''Nüfusun hiçbir engelle karşılaşmadan sonsuz şekilde artacağına inanmak saçmadır.''
''yoksulluk, yoksulların suçudur.'' (malthus, çaba etmenin doğanın hikmeti olduğuna inanır, fazla üredikleri için sefaletin tek sorumlusu olarak tuttuğu yoksul kesim için ise, yokluk insanın tembelleşmesini önler der.)
keskin liberal, nüfus bilimci, pesimist teorisyen thomas robert malthus tarafından savunulan görüş, en genel anlatımı ile -aşırı nüfus artışı sonucu gıda yetersizliğinin oluşmasıdır-. malthus'un nüfus teorisi temel fikrini, azalan verimler kanunundan alır. insan nüfusunun artış hızı, insanı besleyecek olan gıda kapasitesinden hızlı ilerler, sevgili malthus'a göre, herhangi bir kısıtlama getirilmez ise, nüfus geometrik olarak büyür (1, 2, 4, 8, 16, 32,...). besin kaynakları ise aritmetik olarak artış gösterir (1, 2, 3, 4, 5, 6,…), aralarında-ki bu fark, doğal olarak bir zaman sonra büyük bir dengesizlik oluşturur, bunun sonucunda ise gıda maddeleri, insanların hayatını sürdürebilmesi için gerekli fizyolojik ortalama miktarın altına düşer.
böyle bir kriz anına yakalanmamak için malthus iki öneride bulunur: - baskıcı/negatif engeller: diğer deyişle kontrolsüz engeller. ölüm oranında büyük artışa sebep olacak eylemler, savaşlar, salgın hastalıklar, kıtlık. - Önleyici tedbirler: doğurma oranını düşürmek için, fuhuşu yaygınlaştırma (üreme amacı gütmediği için), evlenme yaşını ileri yaşlara taşıma, evlenmeden önce çocuk sahibi olmayı engelleyen ahlaki kısıtlamalar.
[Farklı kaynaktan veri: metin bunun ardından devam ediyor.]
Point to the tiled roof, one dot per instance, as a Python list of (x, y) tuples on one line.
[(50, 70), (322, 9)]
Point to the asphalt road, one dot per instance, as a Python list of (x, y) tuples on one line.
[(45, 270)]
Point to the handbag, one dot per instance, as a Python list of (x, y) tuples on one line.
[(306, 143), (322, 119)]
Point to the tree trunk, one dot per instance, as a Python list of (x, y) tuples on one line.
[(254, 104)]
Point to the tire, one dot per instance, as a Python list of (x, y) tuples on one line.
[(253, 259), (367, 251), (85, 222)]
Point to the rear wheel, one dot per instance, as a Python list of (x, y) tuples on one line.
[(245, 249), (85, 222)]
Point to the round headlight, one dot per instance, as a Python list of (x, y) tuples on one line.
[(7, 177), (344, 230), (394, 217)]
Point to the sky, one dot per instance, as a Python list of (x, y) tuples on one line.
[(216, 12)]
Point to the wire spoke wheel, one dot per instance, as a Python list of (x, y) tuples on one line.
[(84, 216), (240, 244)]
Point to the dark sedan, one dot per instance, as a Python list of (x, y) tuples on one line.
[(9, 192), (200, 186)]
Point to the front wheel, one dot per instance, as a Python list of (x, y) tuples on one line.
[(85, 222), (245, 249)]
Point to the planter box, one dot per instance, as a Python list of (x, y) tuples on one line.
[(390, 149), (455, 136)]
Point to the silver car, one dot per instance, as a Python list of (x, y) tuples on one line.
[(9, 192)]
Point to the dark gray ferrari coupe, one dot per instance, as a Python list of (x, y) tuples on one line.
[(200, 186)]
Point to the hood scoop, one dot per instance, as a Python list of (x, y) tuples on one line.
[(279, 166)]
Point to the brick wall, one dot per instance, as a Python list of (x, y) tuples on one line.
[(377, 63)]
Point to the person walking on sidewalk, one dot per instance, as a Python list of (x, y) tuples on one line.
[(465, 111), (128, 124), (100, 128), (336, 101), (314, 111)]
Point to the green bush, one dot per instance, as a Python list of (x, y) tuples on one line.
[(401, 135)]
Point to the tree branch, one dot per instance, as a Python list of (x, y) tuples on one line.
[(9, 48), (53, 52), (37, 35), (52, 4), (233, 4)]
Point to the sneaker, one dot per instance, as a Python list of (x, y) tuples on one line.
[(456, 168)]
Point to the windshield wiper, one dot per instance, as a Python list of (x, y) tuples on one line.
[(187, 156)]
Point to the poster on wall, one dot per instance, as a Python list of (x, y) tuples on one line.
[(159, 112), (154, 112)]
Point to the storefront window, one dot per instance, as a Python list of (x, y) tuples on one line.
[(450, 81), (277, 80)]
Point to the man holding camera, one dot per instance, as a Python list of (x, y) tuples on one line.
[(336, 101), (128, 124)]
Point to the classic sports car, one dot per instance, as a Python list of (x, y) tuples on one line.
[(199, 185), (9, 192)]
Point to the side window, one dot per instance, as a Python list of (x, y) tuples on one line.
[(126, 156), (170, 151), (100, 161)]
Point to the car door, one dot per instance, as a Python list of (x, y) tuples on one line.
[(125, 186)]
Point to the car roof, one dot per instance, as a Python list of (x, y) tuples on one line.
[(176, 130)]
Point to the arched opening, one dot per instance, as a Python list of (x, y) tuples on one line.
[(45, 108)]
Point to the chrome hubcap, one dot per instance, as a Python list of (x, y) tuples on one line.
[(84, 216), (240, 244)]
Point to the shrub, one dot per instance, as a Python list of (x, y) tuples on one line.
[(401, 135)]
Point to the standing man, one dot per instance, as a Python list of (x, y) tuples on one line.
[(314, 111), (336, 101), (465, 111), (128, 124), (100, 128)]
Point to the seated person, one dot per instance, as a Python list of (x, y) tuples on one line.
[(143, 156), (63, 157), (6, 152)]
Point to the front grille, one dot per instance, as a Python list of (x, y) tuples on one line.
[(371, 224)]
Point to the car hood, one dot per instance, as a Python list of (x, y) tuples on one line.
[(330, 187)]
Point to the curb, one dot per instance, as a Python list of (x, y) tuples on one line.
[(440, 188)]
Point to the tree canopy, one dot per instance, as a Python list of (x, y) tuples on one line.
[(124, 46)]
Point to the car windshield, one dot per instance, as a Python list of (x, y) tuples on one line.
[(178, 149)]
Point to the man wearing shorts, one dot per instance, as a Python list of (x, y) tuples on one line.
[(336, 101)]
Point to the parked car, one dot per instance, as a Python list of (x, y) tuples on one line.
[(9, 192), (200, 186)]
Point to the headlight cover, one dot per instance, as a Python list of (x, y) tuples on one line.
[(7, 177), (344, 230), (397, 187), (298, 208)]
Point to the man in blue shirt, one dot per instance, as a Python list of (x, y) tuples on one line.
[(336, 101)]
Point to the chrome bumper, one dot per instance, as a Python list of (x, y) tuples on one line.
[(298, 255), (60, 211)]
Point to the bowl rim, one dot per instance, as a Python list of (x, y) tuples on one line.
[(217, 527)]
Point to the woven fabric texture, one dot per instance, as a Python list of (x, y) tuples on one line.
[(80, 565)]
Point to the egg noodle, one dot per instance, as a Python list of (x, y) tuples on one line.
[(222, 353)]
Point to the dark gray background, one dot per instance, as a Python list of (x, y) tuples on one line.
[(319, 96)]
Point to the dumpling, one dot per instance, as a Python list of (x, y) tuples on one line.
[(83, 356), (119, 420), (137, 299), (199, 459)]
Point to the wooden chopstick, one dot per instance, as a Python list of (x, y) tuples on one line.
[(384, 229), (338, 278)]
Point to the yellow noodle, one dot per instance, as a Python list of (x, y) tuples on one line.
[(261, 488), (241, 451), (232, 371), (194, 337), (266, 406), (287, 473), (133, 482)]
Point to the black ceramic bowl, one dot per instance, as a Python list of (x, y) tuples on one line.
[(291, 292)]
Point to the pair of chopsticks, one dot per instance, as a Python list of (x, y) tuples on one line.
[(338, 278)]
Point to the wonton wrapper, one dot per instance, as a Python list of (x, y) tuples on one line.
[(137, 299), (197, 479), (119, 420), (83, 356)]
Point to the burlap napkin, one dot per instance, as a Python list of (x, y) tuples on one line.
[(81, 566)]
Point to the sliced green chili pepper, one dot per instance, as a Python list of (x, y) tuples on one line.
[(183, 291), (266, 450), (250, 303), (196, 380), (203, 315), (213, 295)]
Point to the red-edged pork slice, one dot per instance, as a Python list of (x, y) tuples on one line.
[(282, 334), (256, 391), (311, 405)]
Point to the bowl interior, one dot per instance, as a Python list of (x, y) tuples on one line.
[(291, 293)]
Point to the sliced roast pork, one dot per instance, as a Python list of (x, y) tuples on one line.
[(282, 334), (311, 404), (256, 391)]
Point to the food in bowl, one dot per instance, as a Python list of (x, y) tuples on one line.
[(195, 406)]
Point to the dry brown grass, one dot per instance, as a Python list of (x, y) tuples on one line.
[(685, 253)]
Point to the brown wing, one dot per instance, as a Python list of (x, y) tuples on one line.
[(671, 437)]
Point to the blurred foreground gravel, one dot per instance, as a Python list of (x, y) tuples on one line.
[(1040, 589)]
malthus'un nüfus ve ekonomi arasından doğrudan bir paralellik fikrine istinaden hale tartışılan, savunanları, onu eleştirenlere göre sayıca çok az olan bu fikri modern zamanda, neo-malthusçuluk (malthus'un teorisini savunanlardır, 20.yy-da nüfus politikalarının oluşturulur iken yararlanılmıştır.) ve anti-malthusçuluk (doğum oranının azalmasını tehlike olarak gören malthus karşıtları) bu iki düşünce akımını kazandırmıştır.
malthus'un fikirleri 20.yy ın gelişmekte olan ülkeleri tarafından, ekonomik kalkınmanın gerekli unsurlarından biri olacak kabul edilmiştir.